Saat Koran ini bertandang ke rumahnya yang sederhana, Jaya -sapaan akrabnya- sedang memberi pakan ikan peliharaannya. Begitu mengetahui maksud kedatangan Jawa Pos Radar Tulungagung, dia pun langsung menuju ke lemari es yang ditempatkan di warungnya. Tak berselang lama, dia menenteng sebuah botol kaca berisi cairan yang sekilas mirip bir. Apalagi tutupnya juga diperkuat dengan kawat dan baut. “Silakan dicoba dulu. Nanti saya ceritakan mengenai teh ini,” katanya sambil menuangkan cairan itu ke cangkir kaca.
Koran ini pun tidak langsung mengiyakan. Sejurus kemudian mencium aroma yang ternyata mirip sekali dengan cuka. Setelah itu coba menyicip, pikiran pun melanglang ke masa lalu tatkala masih rutin minum cuka apel. “Bagaimana, mirip cuka kan? Memang itulah hasil fermentasi teh yang disebut kombucha ini. Apalagi dalam pembuatannya juga melibatkan ragi dan gula untuk fermentasi pertama,” tambahnya sambil tersenyum lebar.
Pria yang juga menjadi pembudi daya ikan ini mengakui, minuman hasil kreasinya itu sebenarnya menjadi upaya untuk menjaga kondisi tubuh. Apalagi disadarinya betul, saat pandemi korona merajalela seperti sekarang ini, membuat banyak orang harus bisa menjaga daya tahan tubuh agar tetap prima. “Awal pembuatan belum begitu lama karena belum sampai setahun, baru dalam hitungan bulan. Meskipun, dulu memang pernah membuat kefir untuk pengobatan saya sendiri,” terangnya.
Jaya mengakui, kombucha hasil racikannya ini sudah dikreasikan sesuai keinginannya dan sudah termasuk fermentasi kedua. Di dalamnya sudah dicampuri berbagai rempah-rempah lokal yang berkhasiat obat. Seperti jahe, lempuyang, kunyit, dan sebagainya. Tetapi pencampuran tidak boleh serampangan karena setiap jenis rempah-rempah memiliki sifat berbeda.

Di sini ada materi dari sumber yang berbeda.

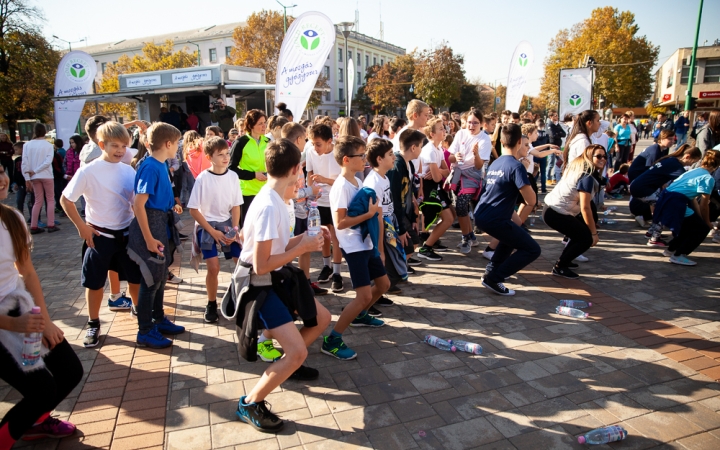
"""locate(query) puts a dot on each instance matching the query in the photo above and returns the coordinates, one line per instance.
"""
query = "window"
(712, 71)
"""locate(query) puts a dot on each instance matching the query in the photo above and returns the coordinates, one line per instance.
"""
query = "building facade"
(215, 44)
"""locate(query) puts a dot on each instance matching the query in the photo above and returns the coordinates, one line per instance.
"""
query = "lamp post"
(285, 13)
(346, 26)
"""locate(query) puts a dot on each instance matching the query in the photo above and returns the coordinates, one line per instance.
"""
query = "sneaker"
(413, 261)
(497, 288)
(122, 303)
(259, 416)
(211, 313)
(367, 321)
(50, 428)
(337, 283)
(92, 335)
(426, 252)
(153, 339)
(267, 351)
(167, 327)
(173, 279)
(682, 260)
(325, 275)
(305, 373)
(334, 346)
(564, 272)
(384, 301)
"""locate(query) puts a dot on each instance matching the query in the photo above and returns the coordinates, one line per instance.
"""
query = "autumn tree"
(624, 59)
(28, 64)
(439, 76)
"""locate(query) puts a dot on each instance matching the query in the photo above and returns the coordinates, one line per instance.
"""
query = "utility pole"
(689, 103)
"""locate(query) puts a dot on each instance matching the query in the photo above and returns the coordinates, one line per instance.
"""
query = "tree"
(439, 76)
(27, 65)
(624, 59)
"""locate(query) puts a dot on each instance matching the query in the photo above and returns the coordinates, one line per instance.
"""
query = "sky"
(484, 32)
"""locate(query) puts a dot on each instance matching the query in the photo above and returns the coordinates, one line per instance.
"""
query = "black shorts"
(108, 254)
(325, 215)
(364, 267)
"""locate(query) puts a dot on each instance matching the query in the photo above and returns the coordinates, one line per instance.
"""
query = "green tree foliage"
(611, 37)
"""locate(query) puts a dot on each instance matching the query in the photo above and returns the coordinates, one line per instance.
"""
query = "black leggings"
(42, 389)
(575, 229)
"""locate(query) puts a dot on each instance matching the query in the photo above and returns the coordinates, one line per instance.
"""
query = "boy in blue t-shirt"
(505, 179)
(153, 237)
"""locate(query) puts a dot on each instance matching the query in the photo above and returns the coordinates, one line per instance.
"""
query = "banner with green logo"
(520, 64)
(303, 54)
(575, 90)
(75, 76)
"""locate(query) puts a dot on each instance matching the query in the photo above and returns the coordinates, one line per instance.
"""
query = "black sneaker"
(384, 301)
(259, 416)
(564, 272)
(428, 253)
(305, 373)
(325, 274)
(211, 312)
(92, 335)
(337, 283)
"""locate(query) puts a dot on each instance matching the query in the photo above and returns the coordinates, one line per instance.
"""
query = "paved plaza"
(647, 358)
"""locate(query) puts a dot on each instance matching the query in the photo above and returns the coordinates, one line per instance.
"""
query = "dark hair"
(346, 146)
(510, 135)
(378, 148)
(281, 157)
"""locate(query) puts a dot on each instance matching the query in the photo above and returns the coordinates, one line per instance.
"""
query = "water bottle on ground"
(603, 435)
(575, 304)
(32, 343)
(314, 220)
(442, 344)
(468, 347)
(571, 312)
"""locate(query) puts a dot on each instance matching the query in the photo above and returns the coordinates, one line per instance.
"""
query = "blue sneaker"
(335, 347)
(367, 321)
(121, 304)
(153, 339)
(167, 327)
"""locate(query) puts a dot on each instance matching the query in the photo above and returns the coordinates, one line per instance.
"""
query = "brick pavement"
(647, 358)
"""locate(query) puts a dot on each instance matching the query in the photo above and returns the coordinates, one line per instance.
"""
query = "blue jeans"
(504, 262)
(150, 304)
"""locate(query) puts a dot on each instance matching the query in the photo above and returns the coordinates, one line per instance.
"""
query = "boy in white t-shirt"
(215, 205)
(359, 253)
(107, 186)
(323, 169)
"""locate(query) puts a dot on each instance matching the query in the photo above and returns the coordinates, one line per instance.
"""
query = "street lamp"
(346, 26)
(285, 14)
(70, 43)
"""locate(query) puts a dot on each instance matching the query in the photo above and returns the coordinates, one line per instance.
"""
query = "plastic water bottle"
(575, 303)
(31, 344)
(442, 344)
(468, 347)
(314, 220)
(603, 435)
(571, 312)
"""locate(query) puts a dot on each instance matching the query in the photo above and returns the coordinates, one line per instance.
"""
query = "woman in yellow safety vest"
(247, 157)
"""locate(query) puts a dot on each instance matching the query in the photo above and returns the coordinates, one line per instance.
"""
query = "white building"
(215, 43)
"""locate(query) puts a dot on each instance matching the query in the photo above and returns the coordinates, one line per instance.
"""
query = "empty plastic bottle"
(575, 303)
(442, 344)
(571, 312)
(468, 347)
(31, 344)
(314, 220)
(603, 435)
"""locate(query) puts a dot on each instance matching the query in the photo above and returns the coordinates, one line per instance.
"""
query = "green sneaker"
(267, 351)
(334, 346)
(367, 321)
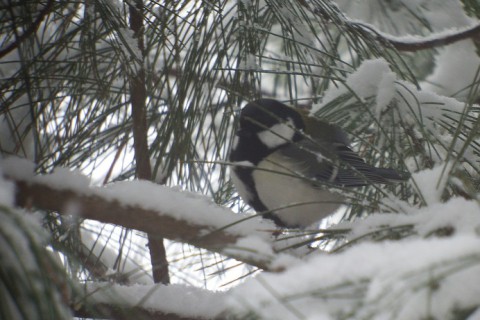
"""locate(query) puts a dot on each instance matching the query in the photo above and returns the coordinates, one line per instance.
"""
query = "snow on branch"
(148, 207)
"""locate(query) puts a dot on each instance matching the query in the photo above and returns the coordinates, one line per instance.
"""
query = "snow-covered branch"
(145, 206)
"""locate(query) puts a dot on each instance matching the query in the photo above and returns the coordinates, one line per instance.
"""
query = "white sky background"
(373, 280)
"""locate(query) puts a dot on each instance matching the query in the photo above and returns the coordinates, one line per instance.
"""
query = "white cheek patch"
(278, 134)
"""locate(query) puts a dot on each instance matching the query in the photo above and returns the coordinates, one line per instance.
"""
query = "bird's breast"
(289, 195)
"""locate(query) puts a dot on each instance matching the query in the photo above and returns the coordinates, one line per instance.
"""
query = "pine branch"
(161, 225)
(30, 30)
(138, 92)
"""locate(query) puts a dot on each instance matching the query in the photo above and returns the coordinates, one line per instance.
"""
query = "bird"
(291, 167)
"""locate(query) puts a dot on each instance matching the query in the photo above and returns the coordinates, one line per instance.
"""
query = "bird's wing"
(335, 164)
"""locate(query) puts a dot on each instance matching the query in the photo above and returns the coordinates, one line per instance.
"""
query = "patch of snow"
(186, 301)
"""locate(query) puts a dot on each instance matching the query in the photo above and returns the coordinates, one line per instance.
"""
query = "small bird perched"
(284, 161)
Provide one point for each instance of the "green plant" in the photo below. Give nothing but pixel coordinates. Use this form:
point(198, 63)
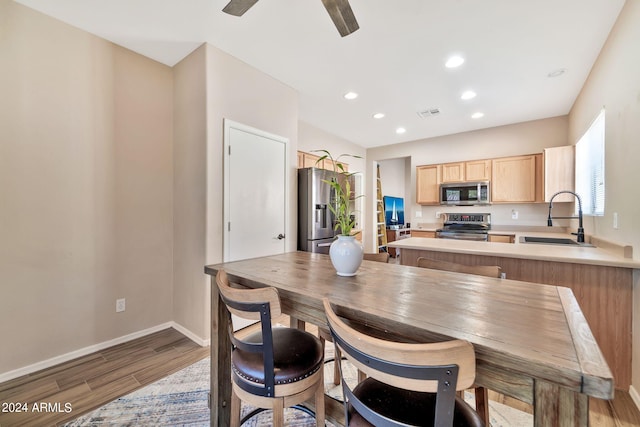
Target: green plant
point(342, 190)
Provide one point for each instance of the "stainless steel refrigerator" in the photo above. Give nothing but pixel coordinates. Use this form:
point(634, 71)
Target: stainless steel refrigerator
point(315, 220)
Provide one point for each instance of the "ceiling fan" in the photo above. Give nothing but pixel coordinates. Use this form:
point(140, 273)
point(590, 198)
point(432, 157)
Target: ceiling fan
point(339, 11)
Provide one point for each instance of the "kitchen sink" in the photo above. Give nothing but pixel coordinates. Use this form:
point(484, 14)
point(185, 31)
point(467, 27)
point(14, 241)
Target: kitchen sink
point(552, 241)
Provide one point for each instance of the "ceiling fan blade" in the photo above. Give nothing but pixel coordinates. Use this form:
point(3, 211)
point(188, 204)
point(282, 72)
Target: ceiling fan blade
point(238, 7)
point(342, 16)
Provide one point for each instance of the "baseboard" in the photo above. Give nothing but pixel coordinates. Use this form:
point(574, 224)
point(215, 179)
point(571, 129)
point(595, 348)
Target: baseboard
point(26, 370)
point(635, 396)
point(193, 337)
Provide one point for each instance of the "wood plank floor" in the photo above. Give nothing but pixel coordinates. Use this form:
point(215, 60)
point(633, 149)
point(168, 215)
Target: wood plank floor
point(96, 379)
point(91, 381)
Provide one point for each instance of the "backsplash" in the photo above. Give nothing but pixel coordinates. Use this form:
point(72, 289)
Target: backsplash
point(528, 214)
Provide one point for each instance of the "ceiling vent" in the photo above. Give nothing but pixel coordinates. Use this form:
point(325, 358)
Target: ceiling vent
point(428, 113)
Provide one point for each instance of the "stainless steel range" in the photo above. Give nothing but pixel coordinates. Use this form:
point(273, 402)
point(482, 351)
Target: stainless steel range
point(465, 226)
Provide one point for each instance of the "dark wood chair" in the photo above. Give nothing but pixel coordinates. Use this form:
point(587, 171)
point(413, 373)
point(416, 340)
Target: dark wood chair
point(324, 332)
point(275, 367)
point(406, 384)
point(482, 394)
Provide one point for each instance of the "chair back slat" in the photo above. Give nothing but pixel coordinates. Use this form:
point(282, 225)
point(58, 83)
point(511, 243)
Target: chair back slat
point(479, 270)
point(246, 296)
point(453, 352)
point(441, 368)
point(249, 303)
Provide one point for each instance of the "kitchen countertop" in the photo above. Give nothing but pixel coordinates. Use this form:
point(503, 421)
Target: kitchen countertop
point(545, 252)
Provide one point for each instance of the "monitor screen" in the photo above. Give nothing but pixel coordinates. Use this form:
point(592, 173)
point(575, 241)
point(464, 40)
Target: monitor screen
point(393, 211)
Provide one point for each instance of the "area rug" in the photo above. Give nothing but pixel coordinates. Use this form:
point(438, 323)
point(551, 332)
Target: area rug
point(181, 400)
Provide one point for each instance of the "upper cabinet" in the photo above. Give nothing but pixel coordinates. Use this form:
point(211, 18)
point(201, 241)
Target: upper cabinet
point(517, 179)
point(477, 170)
point(559, 172)
point(428, 184)
point(452, 172)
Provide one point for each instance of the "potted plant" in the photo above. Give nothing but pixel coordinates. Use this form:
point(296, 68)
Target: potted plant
point(345, 252)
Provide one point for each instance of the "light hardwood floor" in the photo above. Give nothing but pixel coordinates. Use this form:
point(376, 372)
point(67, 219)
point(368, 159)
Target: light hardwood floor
point(91, 381)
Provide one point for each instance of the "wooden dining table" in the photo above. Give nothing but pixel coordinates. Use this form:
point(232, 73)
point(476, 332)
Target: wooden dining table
point(532, 341)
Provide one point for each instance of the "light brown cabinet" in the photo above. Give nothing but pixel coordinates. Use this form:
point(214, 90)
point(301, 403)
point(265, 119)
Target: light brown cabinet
point(532, 178)
point(559, 167)
point(428, 184)
point(393, 235)
point(452, 172)
point(477, 170)
point(517, 179)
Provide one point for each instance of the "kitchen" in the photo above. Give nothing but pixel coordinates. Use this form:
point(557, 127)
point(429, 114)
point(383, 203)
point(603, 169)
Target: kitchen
point(613, 81)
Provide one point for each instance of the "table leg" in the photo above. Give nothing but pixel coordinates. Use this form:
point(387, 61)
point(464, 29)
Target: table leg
point(558, 406)
point(296, 323)
point(220, 360)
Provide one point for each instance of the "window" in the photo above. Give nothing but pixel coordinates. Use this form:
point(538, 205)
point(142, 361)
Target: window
point(590, 168)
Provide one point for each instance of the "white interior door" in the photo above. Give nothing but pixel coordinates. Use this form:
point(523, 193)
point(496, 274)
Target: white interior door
point(256, 193)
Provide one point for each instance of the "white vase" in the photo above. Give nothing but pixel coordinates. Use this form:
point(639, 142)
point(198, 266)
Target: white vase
point(346, 255)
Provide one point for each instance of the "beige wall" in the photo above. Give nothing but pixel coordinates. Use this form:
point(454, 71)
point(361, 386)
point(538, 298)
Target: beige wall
point(190, 300)
point(614, 83)
point(85, 189)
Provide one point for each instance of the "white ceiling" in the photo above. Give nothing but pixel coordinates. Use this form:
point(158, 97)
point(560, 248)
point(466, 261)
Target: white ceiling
point(395, 61)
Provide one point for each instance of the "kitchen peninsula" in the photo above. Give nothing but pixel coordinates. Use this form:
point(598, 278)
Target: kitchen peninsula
point(601, 280)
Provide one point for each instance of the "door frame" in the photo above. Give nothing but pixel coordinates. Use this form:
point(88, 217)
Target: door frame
point(227, 126)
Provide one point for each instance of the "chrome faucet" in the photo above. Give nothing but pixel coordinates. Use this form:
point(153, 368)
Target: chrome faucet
point(580, 232)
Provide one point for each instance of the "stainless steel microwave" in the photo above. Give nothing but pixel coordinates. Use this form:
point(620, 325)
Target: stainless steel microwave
point(465, 193)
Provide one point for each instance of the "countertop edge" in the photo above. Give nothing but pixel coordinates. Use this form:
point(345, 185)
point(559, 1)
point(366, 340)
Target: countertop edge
point(575, 255)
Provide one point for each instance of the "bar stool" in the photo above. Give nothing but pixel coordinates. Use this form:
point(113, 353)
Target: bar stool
point(273, 368)
point(324, 334)
point(482, 394)
point(407, 384)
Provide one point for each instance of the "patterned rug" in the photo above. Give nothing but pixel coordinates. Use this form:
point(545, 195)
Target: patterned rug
point(181, 400)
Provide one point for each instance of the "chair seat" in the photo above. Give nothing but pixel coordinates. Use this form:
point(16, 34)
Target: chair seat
point(409, 407)
point(297, 354)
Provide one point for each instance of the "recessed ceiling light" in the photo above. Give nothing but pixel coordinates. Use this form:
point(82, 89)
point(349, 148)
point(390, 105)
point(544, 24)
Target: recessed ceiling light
point(454, 61)
point(469, 94)
point(557, 73)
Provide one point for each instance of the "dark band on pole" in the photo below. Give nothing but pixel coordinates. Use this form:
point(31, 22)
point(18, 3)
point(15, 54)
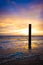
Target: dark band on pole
point(29, 36)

Untuk fermentasi pertama cenderung memiliki rasa yang tajam. Meskipun kandungan alkohol yang tercipta secara alami itu bahkan lebih rendah dibanding tape. “Yang bersifat panas seperti jahe tentu tidak bisa dicampur dengan kunyit yang bersifat dingin. Pendek kata, setiap campuran memiliki khasiat berbeda,” paparnya.
Dalam meracik kombucha, pria 38 tahun ini mengaku hanya berdasarkan naluri. Apalagi, dia juga belum mengetahui secara detail bakteri mana yang bisa dibuat menjadi bahan kombucha terbaik. Hanya saja, teh yang dipilih harus yang bagus. Bisa menggunakan teh hijau, oolong, atau hitam. Yang paling gampang tetap menggunakan teh hijau yang cukup mudah ditemukan. “Saya tidak berani menggunakan teh yang biasa ditemukan di pasaran. Harus benar-benar murni,” tuturnya.
Dia mengakui, sebagai wong cilik, kombucha memang menjadi salah satu solusi untuk menjaga kondisi tubuh. Sehingga dia selalu membuat untuk persediaan. Sementara ini hanya dipasarkan di lingkungan sekitar rumahnya. “Rencananya mau dipasarkan lebih luas. Namun masih banyak pertimbangan, tak terkecuali untuk pengemasan. Karena harus menggunakan botol kaca untuk menjaga rasa,” tandasnya.